How Flares Differ by Rosacea Type
What a “flare” looks and feels like depends on your particular pattern of rosacea. The earliest and most common form involves episodes of facial flushing that come and go, sometimes starting as young as age 20, triggered by meals, temperature changes, or alcohol. Over time this can progress to persistent redness with visible blood vessels that don’t fade between episodes.
A more inflammatory pattern produces outbreaks of red bumps and pustules on an already flushed background. These look similar to acne but lack the blackheads and whiteheads. A thickening pattern, most common in men, involves gradual enlargement of the nose or other facial features.

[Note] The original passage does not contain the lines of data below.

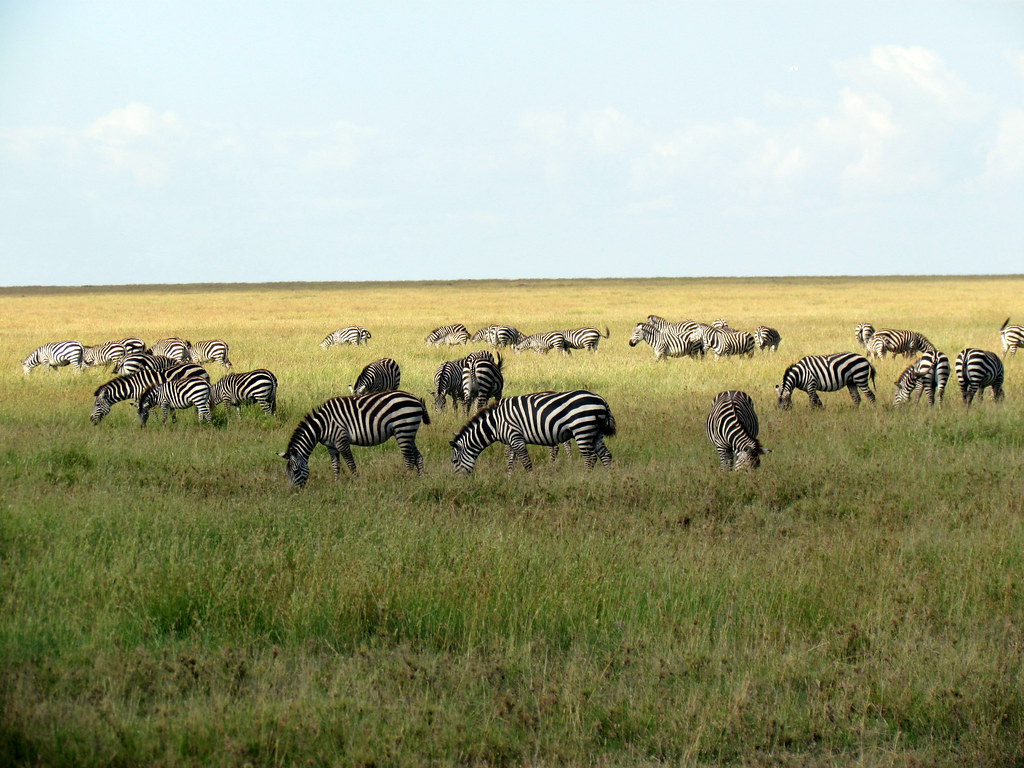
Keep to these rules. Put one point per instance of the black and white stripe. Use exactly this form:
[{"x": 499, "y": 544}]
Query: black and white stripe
[
  {"x": 976, "y": 370},
  {"x": 380, "y": 376},
  {"x": 539, "y": 419},
  {"x": 767, "y": 338},
  {"x": 55, "y": 354},
  {"x": 211, "y": 350},
  {"x": 732, "y": 428},
  {"x": 664, "y": 343},
  {"x": 356, "y": 420},
  {"x": 175, "y": 394},
  {"x": 585, "y": 338},
  {"x": 481, "y": 380},
  {"x": 347, "y": 335},
  {"x": 450, "y": 335},
  {"x": 259, "y": 386},
  {"x": 827, "y": 373},
  {"x": 132, "y": 386},
  {"x": 1012, "y": 338}
]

Ocular rosacea affects the eyes, causing grittiness, redness, and sensitivity to light, and should be looked for in anyone with skin symptoms since it’s common and often missed.
Recent clinical guidelines have moved away from rigid subtype categories toward treating the specific features you have. Persistent background redness, inflammatory bumps, and visible vessels each respond to different treatments, so the specifics of your flare pattern determine the best approach.
Managing Active Flares
Topical treatments form the backbone of rosacea management. Ivermectin cream has shown superior results in clinical trials compared to older options, working both as an anti-inflammatory and by reducing Demodex mite populations. Azelaic acid is another strong performer, particularly for redness and inflammatory bumps. Metronidazole gel remains widely used though newer agents tend to outperform it in direct comparisons.

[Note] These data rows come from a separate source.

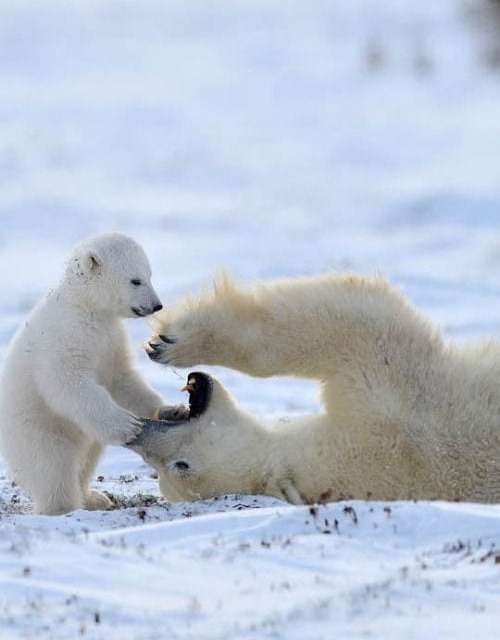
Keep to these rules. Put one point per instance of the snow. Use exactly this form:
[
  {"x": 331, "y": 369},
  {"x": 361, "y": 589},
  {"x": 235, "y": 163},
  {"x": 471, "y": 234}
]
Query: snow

For persistent redness between flares, a topical vasoconstrictor can temporarily reduce blood vessel dilation. For more severe or inflammatory rosacea, a low-dose oral antibiotic taken at sub-antimicrobial levels reduces inflammation without the downsides of full-dose antibiotics. Combining a topical with a low-dose oral treatment typically produces faster improvement and higher satisfaction than either alone.

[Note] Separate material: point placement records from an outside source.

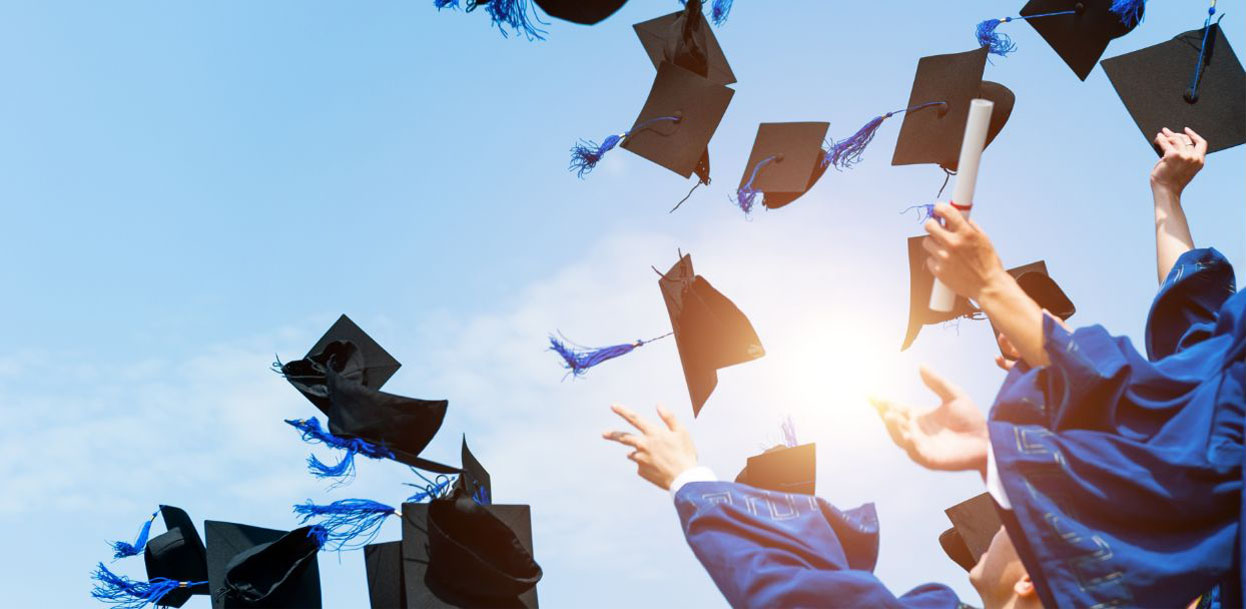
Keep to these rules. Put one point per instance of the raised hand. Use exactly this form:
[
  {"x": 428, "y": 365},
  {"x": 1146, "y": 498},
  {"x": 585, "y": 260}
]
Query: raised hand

Improvement is gradual. Most people respond well to treatment, but it typically takes three months or longer to see meaningful results. That timeline can feel frustrating during an active flare, which is why trigger avoidance remains just as important as medication. Keeping a log of your flares alongside what you ate, drank, experienced emotionally, and were exposed to environmentally is the most reliable way to identify your personal pattern and reduce how often your skin reacts.